Niet nieuw maar wel opmerkelijk is dat de Inspecteur volgens het Bfb niet tot vooroverleg bereid is indien ‘belastingbesparing de enige dan wel de doorslaggevende beweegreden’ van de voorgenomen rechtshandelingen is. Dit is opmerkelijk, omdat de staatssecretaris recent nog heeft verdedigd dat de taxplanningstructuur van Credit Suisse terecht tot beboeting heeft geleid.

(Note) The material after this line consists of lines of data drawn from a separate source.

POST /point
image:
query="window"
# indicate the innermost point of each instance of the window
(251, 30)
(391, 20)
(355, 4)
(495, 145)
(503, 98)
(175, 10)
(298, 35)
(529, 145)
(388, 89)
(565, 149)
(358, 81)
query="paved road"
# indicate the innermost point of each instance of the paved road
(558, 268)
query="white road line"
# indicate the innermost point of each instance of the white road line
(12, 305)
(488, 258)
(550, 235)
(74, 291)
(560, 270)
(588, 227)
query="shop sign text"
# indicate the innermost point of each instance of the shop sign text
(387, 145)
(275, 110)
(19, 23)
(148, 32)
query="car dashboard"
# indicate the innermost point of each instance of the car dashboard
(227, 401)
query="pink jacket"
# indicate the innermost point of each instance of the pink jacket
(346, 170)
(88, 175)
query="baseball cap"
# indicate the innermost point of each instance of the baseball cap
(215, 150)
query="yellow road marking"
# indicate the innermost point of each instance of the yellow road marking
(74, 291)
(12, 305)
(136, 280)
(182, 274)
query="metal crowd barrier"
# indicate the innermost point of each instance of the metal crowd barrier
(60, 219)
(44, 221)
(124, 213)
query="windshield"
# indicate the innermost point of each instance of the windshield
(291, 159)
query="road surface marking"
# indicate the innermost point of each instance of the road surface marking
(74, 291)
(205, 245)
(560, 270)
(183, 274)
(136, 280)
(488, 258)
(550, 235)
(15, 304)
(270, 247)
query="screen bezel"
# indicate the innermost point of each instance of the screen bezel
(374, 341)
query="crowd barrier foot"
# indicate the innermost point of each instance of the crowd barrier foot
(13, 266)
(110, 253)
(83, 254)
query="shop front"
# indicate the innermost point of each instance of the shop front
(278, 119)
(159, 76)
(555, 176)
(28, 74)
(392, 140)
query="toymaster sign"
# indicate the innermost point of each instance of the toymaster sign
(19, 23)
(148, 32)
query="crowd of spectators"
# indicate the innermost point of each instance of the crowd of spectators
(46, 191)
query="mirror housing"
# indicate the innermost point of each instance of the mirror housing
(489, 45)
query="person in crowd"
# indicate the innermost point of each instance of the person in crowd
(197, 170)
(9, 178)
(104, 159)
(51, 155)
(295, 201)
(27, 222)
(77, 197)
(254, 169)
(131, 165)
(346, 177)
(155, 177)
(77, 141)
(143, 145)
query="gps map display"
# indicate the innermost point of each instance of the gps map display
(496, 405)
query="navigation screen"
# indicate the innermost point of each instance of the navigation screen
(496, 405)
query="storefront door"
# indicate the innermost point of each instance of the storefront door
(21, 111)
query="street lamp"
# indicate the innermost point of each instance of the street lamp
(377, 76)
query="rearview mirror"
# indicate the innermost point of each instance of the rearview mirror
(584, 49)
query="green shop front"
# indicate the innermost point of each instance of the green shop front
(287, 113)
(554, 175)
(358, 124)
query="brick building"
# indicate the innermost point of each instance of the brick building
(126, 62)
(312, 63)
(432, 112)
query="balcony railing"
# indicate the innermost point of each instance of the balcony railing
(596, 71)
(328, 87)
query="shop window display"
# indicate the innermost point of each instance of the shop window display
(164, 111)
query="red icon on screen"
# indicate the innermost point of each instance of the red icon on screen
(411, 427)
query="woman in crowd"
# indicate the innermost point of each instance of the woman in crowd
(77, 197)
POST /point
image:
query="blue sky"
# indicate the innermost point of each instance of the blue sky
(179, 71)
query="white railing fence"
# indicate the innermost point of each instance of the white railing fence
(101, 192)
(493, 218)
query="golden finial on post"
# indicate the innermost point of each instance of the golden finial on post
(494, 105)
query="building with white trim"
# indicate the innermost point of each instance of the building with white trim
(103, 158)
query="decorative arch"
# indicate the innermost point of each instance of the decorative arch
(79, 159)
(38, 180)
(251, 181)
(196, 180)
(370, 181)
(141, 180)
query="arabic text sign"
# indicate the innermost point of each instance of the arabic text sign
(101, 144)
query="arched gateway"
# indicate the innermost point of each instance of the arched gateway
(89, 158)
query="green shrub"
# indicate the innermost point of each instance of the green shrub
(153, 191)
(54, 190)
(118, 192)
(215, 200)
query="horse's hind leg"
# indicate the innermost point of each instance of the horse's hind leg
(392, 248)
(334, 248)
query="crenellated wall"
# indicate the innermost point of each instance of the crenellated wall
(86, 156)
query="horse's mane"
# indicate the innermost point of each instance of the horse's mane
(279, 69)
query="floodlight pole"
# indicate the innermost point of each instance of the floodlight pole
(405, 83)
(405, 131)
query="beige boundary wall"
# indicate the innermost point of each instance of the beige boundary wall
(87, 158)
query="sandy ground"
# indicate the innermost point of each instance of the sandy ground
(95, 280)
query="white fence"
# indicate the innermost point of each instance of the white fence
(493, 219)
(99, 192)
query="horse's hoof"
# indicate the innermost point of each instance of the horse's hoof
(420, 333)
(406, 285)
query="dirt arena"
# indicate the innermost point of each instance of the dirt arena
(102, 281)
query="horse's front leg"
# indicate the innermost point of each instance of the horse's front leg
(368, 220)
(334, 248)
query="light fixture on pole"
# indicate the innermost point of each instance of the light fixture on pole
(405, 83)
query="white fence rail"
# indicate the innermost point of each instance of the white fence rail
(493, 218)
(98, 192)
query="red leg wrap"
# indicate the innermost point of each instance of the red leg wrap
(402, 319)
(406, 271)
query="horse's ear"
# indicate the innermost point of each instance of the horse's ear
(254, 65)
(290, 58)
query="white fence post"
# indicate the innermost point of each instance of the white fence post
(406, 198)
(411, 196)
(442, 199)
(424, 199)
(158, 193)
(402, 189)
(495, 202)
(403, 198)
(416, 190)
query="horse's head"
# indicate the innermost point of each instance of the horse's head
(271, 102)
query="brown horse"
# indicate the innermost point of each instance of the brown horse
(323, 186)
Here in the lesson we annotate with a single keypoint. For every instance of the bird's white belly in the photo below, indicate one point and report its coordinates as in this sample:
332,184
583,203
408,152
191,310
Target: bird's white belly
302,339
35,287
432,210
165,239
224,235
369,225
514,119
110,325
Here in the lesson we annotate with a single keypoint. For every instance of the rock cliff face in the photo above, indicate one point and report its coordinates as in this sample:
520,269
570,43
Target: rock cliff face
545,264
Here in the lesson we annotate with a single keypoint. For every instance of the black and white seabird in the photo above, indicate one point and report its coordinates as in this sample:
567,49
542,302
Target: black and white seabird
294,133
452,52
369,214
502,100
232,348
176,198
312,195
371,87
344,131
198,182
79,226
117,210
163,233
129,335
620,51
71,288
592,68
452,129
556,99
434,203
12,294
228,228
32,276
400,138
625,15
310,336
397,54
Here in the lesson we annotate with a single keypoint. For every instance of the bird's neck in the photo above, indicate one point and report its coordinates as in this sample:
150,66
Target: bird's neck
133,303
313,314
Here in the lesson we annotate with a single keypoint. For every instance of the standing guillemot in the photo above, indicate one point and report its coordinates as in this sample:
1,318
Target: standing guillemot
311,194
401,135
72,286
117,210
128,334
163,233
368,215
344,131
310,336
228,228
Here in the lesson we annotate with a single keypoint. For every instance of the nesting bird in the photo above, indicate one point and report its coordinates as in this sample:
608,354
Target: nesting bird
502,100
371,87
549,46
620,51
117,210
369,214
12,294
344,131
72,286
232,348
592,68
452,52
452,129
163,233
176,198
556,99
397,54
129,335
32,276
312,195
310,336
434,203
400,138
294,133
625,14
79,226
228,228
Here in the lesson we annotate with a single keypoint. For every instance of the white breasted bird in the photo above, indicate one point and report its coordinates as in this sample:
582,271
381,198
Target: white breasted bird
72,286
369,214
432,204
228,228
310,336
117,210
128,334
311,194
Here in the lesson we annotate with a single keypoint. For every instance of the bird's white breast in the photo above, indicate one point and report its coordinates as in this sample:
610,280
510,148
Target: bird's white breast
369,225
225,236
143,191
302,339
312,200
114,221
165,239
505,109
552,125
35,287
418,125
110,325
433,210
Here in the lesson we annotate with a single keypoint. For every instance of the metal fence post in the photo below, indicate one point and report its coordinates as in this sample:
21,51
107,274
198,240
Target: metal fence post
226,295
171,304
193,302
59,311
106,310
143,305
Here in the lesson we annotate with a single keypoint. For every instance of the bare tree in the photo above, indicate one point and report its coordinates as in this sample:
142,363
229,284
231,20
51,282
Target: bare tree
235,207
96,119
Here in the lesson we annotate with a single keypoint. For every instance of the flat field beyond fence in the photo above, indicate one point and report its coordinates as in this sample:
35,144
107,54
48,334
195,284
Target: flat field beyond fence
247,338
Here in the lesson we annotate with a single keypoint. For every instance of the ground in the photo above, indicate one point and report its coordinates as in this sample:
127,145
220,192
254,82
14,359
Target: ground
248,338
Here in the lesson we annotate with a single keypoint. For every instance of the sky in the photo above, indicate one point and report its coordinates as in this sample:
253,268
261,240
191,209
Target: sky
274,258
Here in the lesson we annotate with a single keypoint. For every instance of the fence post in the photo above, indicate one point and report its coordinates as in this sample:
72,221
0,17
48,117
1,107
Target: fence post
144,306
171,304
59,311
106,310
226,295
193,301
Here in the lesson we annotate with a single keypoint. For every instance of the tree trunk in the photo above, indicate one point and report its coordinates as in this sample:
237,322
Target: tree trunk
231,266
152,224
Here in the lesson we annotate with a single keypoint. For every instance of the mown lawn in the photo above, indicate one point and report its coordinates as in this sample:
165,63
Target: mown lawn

In de aanloop naar de arresten van de Hoge Raad in deze zaak concludeerde A-G Wattel dat (vooralsnog) geen verplichting (maar dus ook geen mogelijkheid) bestaat om (anti)fiscale plannen vooraf aan de Inspecteur voor te leggen.[2] Het niet willen weten, maar wel beboeten van fiscale ‘grensverkenning’ is naar het mij voorkomt niet erg consequent.
De overige aanpassingen behoeven naar ik meen geen toelichting.
[1] HR 18 december 2015, 15/01348, ECLI:NL:HR:2015:3600
[2] Conclusie A-G Wattel 25 augustus 2016, 15/05349 t/m 15/05357, ECLI:NL:PHR:2016:897.